Emotional withdrawal, especially common among women with ADHD, is often triggered by feelings of hurt, shame, or similar emotions, and manifests in both physical and emotional ways.
The Pattern
It can involve decreased eye contact, increased physical distance, and reduced verbal communication. Often, this withdrawal serves as a defense mechanism to protect against further hurt or disappointment. It's a learned response from past experiences, and it can inadvertently create barriers in relationships. Instead of addressing the emotions or situations causing the withdrawal, a person might retreat and withhold their emotions. This leads to a lack of closeness and intimacy because one partner is not fully 'present' or open about their feelings.
Many women with ADHD, triggered by experiences of rejection, disappointment, bullying, and a feeling of not fitting in, often emotionally withdraw as a way to cope. If this sounds like you, take heart; you're not alone.
Why Change?
The challenge here is that you might decide to change this pattern because it can be damaging to intimate relationships where you wish to foster closeness and authenticity. To alter this pattern, you need to feel safe and vulnerable, which is, frankly, terrifying.
How to Change
The first step, which I often guide my clients through, is to recognize when this is actually happening, when you're withdrawing. This recognition requires self-awareness and possibly the help of your partner. You might want to have a conversation with your partner about this pattern, acknowledge it, give it a name, and explain that it is from your past, part of your ADHD, and that many women struggle with it. Express that you need help when this happens and discuss what you might want to do instead. Perhaps you want to seek comfort, reassurance, or a hug, or maybe you want to address the problem or discuss the hurt that occurred.
Creating a plan may involve small, gradual steps and a lot of patience, but it is undoubtedly worth it. New coping skills take time to develop, and it's important to remember that the old ones served a protective function. Therefore, it's crucial to be kind, compassionate, and respectful to yourself during this process. It's also vital to remember that everyone is different, and consulting with a therapist or couples counselor about the process is highly recommended.
CHECKLIST
[ ] Acknowledge Feelings: Allow yourself to feel your emotions without judgment.

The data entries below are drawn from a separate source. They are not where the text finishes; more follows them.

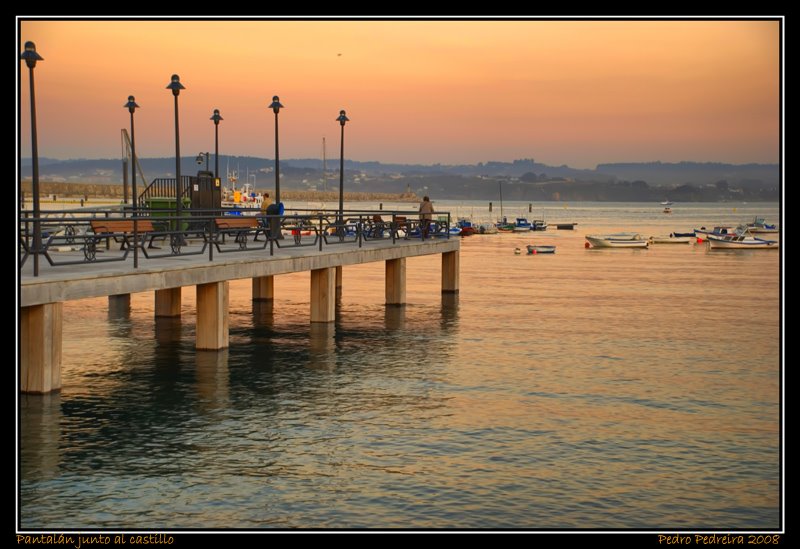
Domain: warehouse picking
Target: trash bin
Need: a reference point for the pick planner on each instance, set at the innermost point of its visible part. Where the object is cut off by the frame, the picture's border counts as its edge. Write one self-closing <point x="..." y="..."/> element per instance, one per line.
<point x="275" y="222"/>
<point x="164" y="206"/>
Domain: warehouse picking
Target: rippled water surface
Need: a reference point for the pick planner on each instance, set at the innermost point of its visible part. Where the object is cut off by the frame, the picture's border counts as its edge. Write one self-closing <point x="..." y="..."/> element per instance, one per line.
<point x="587" y="389"/>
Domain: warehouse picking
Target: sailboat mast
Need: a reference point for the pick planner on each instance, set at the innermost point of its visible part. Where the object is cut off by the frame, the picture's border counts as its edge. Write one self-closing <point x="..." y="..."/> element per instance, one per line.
<point x="500" y="184"/>
<point x="324" y="167"/>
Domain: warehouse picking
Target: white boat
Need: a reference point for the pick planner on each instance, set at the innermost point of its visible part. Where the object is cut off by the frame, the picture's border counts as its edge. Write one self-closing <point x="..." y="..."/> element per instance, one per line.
<point x="538" y="225"/>
<point x="670" y="239"/>
<point x="702" y="232"/>
<point x="759" y="226"/>
<point x="243" y="197"/>
<point x="522" y="225"/>
<point x="740" y="240"/>
<point x="540" y="249"/>
<point x="620" y="240"/>
<point x="487" y="228"/>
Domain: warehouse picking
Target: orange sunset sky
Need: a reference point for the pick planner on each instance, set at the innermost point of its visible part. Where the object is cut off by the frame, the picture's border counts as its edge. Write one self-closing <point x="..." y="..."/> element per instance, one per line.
<point x="562" y="92"/>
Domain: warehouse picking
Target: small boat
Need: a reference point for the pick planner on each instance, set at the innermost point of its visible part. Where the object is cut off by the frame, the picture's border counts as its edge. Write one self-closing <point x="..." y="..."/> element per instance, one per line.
<point x="670" y="239"/>
<point x="741" y="239"/>
<point x="522" y="225"/>
<point x="702" y="232"/>
<point x="487" y="228"/>
<point x="504" y="226"/>
<point x="465" y="227"/>
<point x="759" y="226"/>
<point x="538" y="225"/>
<point x="537" y="249"/>
<point x="620" y="240"/>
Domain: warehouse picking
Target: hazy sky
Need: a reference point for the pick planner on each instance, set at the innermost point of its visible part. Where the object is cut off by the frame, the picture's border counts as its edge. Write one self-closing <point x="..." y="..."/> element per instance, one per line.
<point x="562" y="92"/>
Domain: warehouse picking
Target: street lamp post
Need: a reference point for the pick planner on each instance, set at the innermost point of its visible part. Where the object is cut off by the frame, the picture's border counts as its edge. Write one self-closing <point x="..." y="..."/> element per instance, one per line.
<point x="176" y="87"/>
<point x="200" y="156"/>
<point x="132" y="106"/>
<point x="342" y="120"/>
<point x="276" y="107"/>
<point x="31" y="57"/>
<point x="216" y="118"/>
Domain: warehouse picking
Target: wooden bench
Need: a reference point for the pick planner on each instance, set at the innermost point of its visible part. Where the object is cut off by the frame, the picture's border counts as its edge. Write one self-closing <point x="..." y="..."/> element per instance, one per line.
<point x="240" y="226"/>
<point x="122" y="227"/>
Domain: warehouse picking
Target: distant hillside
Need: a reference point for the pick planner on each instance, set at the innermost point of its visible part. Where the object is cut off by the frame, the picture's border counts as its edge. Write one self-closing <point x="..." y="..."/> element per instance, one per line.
<point x="523" y="179"/>
<point x="659" y="173"/>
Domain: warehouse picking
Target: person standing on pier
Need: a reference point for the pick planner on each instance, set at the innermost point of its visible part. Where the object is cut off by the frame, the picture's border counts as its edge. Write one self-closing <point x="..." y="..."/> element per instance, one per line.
<point x="425" y="215"/>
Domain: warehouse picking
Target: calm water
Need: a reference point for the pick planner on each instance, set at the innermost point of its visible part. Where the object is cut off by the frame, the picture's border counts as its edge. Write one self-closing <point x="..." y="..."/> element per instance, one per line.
<point x="588" y="389"/>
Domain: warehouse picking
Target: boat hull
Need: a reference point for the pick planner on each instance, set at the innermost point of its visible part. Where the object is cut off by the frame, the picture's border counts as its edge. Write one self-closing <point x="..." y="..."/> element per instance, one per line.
<point x="716" y="243"/>
<point x="670" y="240"/>
<point x="606" y="242"/>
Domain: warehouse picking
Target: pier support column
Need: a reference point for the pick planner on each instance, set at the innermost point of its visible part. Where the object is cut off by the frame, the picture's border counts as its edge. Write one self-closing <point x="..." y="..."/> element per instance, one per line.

[ ] Identify Triggers: Understand the situations or feelings that trigger your withdrawal.
[ ] Communicate: Explain your tendency to withdraw emotionally to your partner.

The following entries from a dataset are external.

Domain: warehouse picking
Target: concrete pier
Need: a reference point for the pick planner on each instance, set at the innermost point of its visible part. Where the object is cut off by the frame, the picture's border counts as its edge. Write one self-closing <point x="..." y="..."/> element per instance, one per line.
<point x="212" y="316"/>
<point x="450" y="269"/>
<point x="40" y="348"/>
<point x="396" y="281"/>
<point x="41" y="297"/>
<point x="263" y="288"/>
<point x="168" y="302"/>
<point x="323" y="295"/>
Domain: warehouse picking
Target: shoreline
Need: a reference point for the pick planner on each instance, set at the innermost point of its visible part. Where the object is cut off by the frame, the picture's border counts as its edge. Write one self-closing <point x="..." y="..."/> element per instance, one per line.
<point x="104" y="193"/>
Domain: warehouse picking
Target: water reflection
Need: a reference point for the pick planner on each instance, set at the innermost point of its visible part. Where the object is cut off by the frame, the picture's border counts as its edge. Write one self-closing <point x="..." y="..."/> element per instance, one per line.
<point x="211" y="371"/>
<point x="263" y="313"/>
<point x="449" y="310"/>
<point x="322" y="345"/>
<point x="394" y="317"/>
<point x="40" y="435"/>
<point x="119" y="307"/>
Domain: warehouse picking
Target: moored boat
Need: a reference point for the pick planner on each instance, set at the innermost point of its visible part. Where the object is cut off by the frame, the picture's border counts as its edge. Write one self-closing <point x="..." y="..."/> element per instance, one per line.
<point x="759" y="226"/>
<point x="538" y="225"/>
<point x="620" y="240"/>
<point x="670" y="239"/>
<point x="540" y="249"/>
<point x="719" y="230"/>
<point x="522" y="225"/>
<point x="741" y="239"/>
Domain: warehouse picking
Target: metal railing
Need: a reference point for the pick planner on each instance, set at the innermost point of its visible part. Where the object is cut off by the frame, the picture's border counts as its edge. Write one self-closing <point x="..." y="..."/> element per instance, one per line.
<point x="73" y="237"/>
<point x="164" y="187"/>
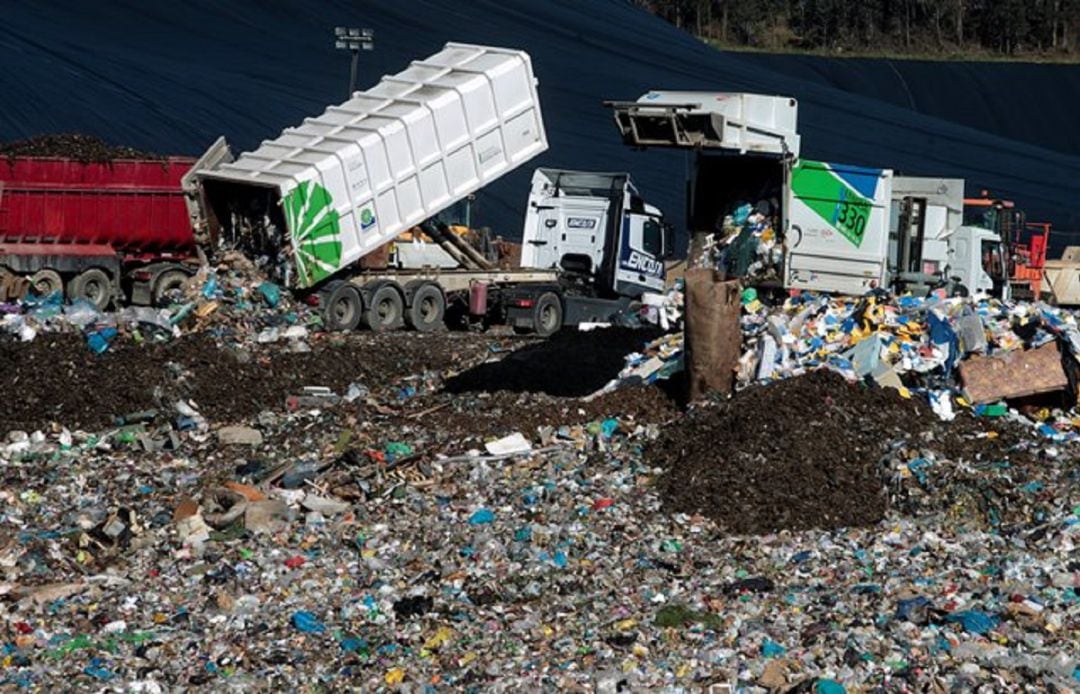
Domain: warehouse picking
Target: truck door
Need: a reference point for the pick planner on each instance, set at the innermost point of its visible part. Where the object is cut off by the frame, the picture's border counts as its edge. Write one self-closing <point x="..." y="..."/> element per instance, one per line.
<point x="640" y="255"/>
<point x="837" y="227"/>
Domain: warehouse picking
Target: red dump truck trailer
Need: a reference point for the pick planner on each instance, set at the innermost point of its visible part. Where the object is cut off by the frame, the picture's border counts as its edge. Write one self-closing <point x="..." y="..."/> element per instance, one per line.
<point x="102" y="231"/>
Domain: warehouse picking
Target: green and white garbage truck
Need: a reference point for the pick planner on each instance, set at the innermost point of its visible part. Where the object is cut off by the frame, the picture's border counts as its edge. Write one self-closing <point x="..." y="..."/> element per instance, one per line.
<point x="839" y="226"/>
<point x="316" y="205"/>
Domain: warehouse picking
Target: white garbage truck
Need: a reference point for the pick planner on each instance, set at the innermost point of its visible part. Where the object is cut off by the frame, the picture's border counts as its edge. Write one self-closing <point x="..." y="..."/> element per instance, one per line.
<point x="316" y="206"/>
<point x="841" y="228"/>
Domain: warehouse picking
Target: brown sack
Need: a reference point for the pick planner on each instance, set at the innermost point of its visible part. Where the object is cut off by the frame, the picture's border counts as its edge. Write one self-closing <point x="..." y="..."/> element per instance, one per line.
<point x="713" y="336"/>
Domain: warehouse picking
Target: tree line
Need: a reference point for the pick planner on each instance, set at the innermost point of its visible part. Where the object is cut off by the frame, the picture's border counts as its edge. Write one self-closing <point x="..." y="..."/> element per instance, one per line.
<point x="1044" y="28"/>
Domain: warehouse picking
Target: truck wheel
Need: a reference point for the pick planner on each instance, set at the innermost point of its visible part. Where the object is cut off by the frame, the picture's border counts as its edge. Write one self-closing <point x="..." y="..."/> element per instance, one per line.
<point x="548" y="314"/>
<point x="45" y="282"/>
<point x="167" y="287"/>
<point x="386" y="310"/>
<point x="342" y="308"/>
<point x="92" y="285"/>
<point x="428" y="309"/>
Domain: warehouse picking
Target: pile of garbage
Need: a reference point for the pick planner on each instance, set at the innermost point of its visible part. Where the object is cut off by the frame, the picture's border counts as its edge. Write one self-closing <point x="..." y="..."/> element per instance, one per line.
<point x="746" y="245"/>
<point x="231" y="301"/>
<point x="338" y="517"/>
<point x="956" y="352"/>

[ ] Seek Comfort: Decide on a comforting action (e.g., reassurance, a hug) to replace withdrawal.
[ ] Communicate Emotions: Practice communicating your emotions to your partner.
[ ] Solve Problems: Work on solving problems instead of withdrawing from them.

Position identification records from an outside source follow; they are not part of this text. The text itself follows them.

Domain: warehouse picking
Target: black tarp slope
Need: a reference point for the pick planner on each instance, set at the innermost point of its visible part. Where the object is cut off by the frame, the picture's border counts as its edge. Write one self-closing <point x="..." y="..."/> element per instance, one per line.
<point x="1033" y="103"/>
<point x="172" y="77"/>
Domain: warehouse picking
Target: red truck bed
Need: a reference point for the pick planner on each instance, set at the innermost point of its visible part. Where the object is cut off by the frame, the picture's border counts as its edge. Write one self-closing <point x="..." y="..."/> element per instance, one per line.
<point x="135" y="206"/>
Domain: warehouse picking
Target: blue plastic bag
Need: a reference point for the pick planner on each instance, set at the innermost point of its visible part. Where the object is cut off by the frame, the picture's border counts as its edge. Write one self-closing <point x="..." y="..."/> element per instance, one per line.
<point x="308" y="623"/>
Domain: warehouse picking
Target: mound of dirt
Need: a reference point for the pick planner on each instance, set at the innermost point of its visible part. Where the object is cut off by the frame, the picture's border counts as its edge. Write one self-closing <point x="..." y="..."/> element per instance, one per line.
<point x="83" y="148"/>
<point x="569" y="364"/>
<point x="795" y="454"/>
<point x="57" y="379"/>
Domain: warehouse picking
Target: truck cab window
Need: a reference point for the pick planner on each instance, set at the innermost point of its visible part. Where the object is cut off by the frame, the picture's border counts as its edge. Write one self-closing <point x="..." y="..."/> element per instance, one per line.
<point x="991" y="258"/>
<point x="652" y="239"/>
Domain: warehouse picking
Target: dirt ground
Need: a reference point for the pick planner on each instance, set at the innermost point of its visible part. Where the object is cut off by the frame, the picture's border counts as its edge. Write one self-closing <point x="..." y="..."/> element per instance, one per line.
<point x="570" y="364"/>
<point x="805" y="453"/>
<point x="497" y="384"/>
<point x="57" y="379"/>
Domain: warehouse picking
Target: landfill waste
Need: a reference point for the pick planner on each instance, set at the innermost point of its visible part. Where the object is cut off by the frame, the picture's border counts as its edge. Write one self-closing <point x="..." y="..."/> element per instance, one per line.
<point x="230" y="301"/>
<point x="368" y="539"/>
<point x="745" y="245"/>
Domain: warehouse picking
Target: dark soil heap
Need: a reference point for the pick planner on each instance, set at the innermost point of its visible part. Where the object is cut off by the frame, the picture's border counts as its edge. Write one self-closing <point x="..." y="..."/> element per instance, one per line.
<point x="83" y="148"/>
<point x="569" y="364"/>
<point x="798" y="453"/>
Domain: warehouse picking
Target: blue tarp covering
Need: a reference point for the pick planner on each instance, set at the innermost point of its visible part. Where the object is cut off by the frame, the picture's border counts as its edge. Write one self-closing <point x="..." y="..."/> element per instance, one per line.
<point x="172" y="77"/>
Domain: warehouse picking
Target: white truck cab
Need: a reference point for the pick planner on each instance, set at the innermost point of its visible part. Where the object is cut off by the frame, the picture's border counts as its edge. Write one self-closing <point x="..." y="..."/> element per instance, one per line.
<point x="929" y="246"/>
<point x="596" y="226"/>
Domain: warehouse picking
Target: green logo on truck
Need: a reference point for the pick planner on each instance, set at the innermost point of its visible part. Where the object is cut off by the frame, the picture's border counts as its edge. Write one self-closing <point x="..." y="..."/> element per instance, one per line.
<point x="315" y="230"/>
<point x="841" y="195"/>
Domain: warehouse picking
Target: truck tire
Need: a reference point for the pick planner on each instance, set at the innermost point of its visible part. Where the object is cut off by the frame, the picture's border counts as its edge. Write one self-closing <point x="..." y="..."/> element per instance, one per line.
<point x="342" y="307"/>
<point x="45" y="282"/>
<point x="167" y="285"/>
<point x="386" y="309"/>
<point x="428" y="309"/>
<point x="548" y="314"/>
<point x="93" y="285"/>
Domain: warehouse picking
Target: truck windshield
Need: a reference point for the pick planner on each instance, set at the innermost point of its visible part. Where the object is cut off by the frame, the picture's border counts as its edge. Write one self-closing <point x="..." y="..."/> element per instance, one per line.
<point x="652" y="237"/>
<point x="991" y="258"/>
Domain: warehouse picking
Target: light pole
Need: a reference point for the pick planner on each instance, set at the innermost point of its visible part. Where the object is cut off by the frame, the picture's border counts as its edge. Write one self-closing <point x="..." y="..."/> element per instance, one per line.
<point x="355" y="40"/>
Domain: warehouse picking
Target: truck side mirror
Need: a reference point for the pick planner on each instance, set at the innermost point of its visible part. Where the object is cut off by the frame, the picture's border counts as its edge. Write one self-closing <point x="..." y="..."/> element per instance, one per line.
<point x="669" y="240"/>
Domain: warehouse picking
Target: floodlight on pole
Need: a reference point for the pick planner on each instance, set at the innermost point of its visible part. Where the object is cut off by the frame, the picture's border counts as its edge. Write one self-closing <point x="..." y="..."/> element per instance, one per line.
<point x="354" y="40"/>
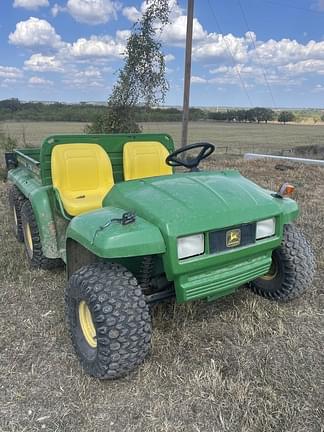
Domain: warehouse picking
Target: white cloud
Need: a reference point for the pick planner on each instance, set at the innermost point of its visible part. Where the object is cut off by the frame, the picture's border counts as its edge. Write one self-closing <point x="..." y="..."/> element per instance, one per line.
<point x="89" y="77"/>
<point x="37" y="81"/>
<point x="219" y="47"/>
<point x="198" y="80"/>
<point x="90" y="11"/>
<point x="97" y="47"/>
<point x="286" y="50"/>
<point x="35" y="32"/>
<point x="41" y="63"/>
<point x="56" y="9"/>
<point x="10" y="72"/>
<point x="175" y="32"/>
<point x="131" y="13"/>
<point x="169" y="57"/>
<point x="30" y="4"/>
<point x="304" y="67"/>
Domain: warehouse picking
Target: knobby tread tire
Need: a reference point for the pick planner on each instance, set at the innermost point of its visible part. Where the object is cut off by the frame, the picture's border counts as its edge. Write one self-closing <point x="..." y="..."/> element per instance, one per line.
<point x="38" y="259"/>
<point x="120" y="315"/>
<point x="297" y="268"/>
<point x="16" y="201"/>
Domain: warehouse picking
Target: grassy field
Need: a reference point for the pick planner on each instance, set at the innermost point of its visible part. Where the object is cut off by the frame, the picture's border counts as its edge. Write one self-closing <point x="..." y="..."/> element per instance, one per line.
<point x="240" y="364"/>
<point x="236" y="137"/>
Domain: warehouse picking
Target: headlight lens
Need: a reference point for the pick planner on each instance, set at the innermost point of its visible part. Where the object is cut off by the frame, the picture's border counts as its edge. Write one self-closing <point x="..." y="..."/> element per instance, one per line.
<point x="265" y="228"/>
<point x="190" y="246"/>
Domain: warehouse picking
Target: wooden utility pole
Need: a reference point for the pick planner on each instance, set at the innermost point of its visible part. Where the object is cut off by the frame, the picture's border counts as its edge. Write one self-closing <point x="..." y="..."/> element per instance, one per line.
<point x="187" y="77"/>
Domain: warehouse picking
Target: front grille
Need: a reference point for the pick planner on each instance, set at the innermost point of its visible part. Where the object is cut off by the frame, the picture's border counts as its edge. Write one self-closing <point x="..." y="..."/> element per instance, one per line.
<point x="217" y="239"/>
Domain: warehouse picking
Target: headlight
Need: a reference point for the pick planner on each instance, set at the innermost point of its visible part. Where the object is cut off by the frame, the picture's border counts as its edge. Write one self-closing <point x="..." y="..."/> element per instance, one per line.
<point x="190" y="246"/>
<point x="266" y="228"/>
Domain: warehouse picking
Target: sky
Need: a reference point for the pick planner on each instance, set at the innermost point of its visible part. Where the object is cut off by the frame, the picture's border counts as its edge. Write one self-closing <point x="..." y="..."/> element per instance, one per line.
<point x="245" y="52"/>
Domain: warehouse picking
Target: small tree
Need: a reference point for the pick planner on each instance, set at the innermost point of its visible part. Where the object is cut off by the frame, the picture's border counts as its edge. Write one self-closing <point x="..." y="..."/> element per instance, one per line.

[ ] Connect When Hurt: Practice connecting with your partner even when you feel hurt.
[ ] Practice Self-Compassion: Be kind and compassionate to yourself.
[ ] Implement Gradually: Make small, gradual changes in your behavior.
[ ] Monitor Progress: Reflect on and celebrate your progress regularly.
[ ] Stay Committed: Remain committed to the process despite any setbacks.
[ ] Partner Support: Have your partner encourage and remind you throughout the process.